-
Notifications
You must be signed in to change notification settings - Fork 25
Resource Usage
This page shares resource usage information from the institutions running Open ONI in production. Please contact us on Slack with information to share with the community here.
Contents
- Historic Oregon Newspapers
- Nebraska Newspapers
- North Carolina Newspapers
- Pennsylvania Newspaper Archive
Oregon runs Open ONI on Red Hat Enterprise Linux 9 in a monolithic configuration, not through Docker.
| When | CPU | Memory | Storage | Pages |
|---|---|---|---|---|
| 2018-2022 | Two vCPUs | 6GB | See notes below | 1.2 million |
| 2022-2024 | Two vCPUs | 10GB | See notes below | 2 million |
| 2024- | Two vCPUs | 16GB | See notes below | 2.5 million |
UO is probably a good baseline - we get a ton of traffic for our server's power, especially when you look at the number of bots we let spider things.
- We have about 2.5 million unique newspaper pages. More than half are color. Color pages use about 3x the RAM and CPU as monochrome.
- In any given week, we see roughly 35,000 user page requests, but roughly twenty times that many bot page requests
- To be clear, I'm not talking about asset requests. I'm talking about HTML requests, and specifically for individual newspaper page views (since those are the easiest to find bot traffic against)
Server: To power this, our server has 2 vCPUs and 16 gigs of RAM. This server runs Apache (using the Django wsgi stuff), MySQL, Solr, RAIS as well as the batch ingests when those happen. i.e., it's a monolith with no separation of services, because it's one of the very few projects that just has never needed separation.
Solr: Our instance is allocated 4GB of RAM. We might bump this, as we're seeing at least 4 gigs of RAM just sitting mostly idle since we bumped to 16GB.
Storage: If coded to NDNP spec minimums, and monochrome, an okay ballpark is probably one terabyte per 25,000 pages. Our 2 million pages are a bit misleading since a lot of them have no TIFFs - born-digital issues are much easier to store.
All HTTP traffic comes in through an HAProxy cluster. We're not doing anything fancy there, but it does help us block misbehaving spiders like tencent's IP ranges. We also block overzealous spiders by name in Apache (ChatGPT, Claude, ByteDance, a few others), since it's easier to quickly make changes in Apache versus our HAProxy cluster.
Solr, MySQL, and word coordinates can use a fair amount of storage with big collections (~200 gigs for us), but it's a very small fraction of the storage needed just for the JP2s (we're holding 12 terabytes of batches, probably more than half of which is JP2s since we archive the TIFFs).
When we were running at about 1 million unique pages, it should come as no surprise that our storage needs were roughly half, Solr needed less than a gig of RAM, and the server itself ran with about 6GB of RAM.
Nebraska runs Open ONI on a CentOS 7 KVM virtual server with Apache, Solr, and MariaDB running natively and RAIS running via Docker.

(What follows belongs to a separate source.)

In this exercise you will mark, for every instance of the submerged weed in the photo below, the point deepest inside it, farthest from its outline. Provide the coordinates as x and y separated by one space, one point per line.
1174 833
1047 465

Apache and MariaDB configuration has been customized, but Solr is running with the default 512m heap.
| CPU | Memory | Storage | Pages |
|---|---|---|---|
| 16 vCPUs | 8GB | 4.6TB | 570,000 |
The Open ONI-related processes are using around 2.6GB of RAM:
- 1.4GB for MariaDB (largely due to custom config)
- 600MB for RAIS
- 350MB for Solr
- 300MB for Apache + Django via mod_wsgi with the default number of processes and
maximum-requests=10000
All our pages are NDNP-spec, monochrome, with only JP2s images.

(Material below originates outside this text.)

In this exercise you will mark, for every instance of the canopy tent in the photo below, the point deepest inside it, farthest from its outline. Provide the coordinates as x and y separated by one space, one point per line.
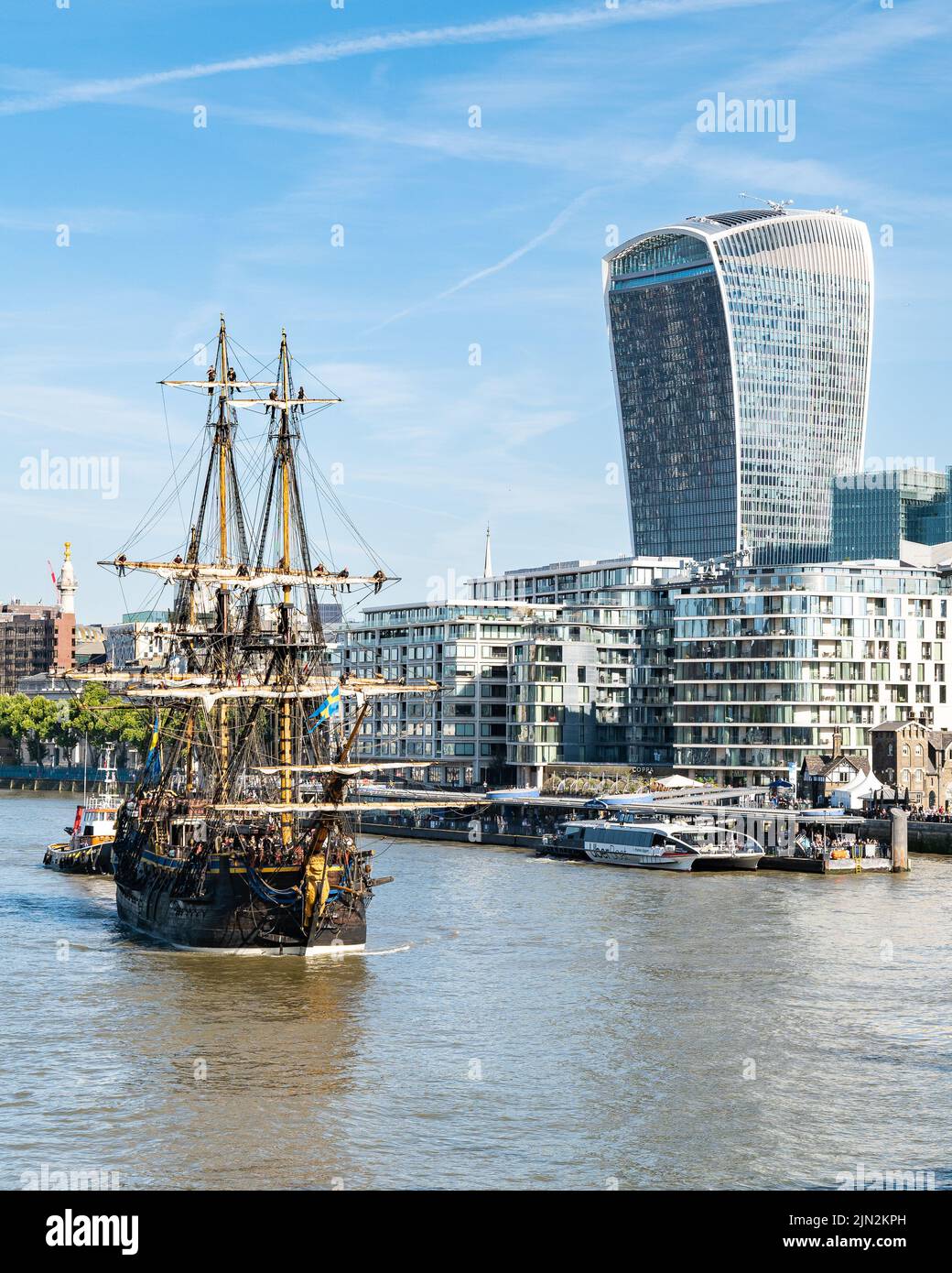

North Carolina Digital Heritage Center (NCDHC) runs Open ONI in a Docker environment (MariaDB, RAIS).
| CPU | Memory | Storage | Pages |
|---|---|---|---|
| 4 core VM | 16GB (8GB Swap) | 23TB | 2.9 million (March 2022) |
As of March 2022, pages served by Open ONI get ~12,500 views per day. All page batches are NDNP-spec except the TIFF derivative has been removed in favor of JP2. Almost all JP2s are monochrome; estimated 10-20% are full-color.

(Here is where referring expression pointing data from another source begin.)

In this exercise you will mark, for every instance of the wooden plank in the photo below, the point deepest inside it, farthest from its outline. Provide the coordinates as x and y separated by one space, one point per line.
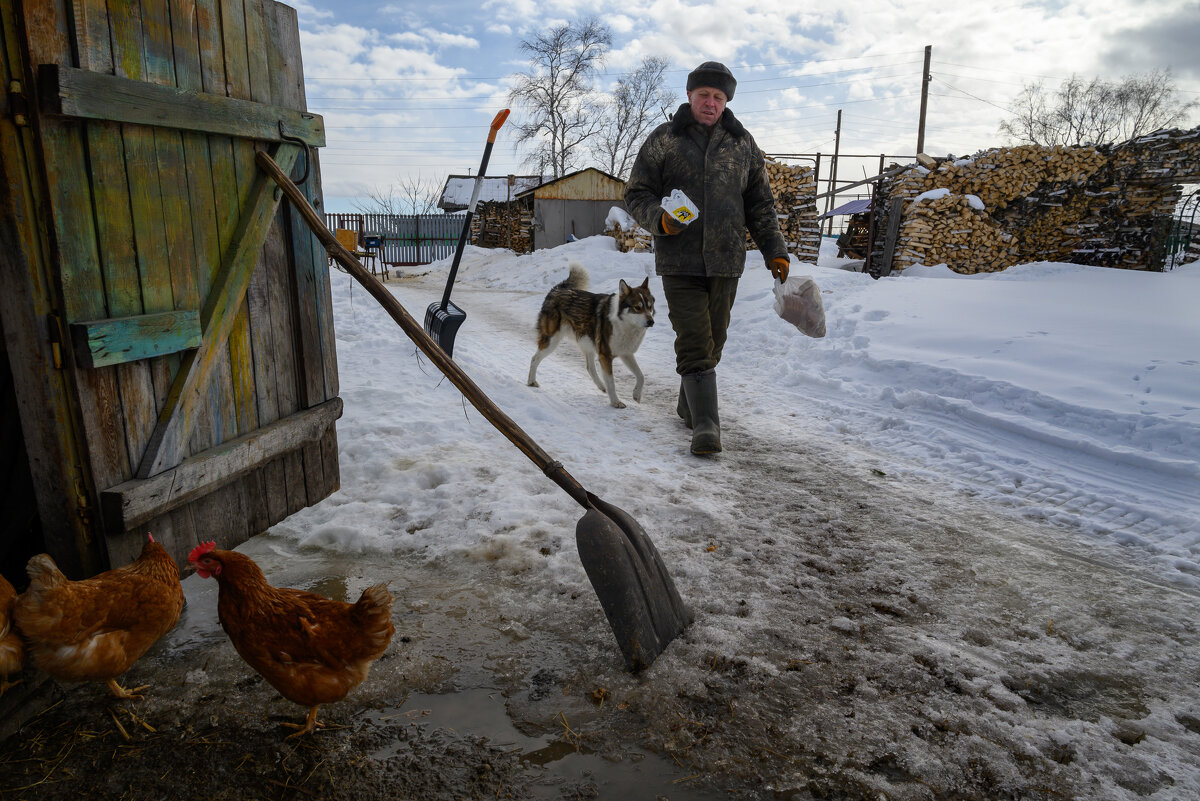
235 44
72 92
317 369
70 202
271 345
192 36
269 318
100 343
132 503
217 319
145 282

Penn State runs Open ONI in a Docker environment.
| CPU | Memory | Storage | Pages |
|---|---|---|---|
| Four CPUs | 32GB | 11TB | 1.1 million |
Memory usage is showing at 8.27Gb w/ a load average of 0.26.
We also have a fairly large number of TIFFs that are still in the batches. We’re planning to dump them sometime this spring and rebag the batches.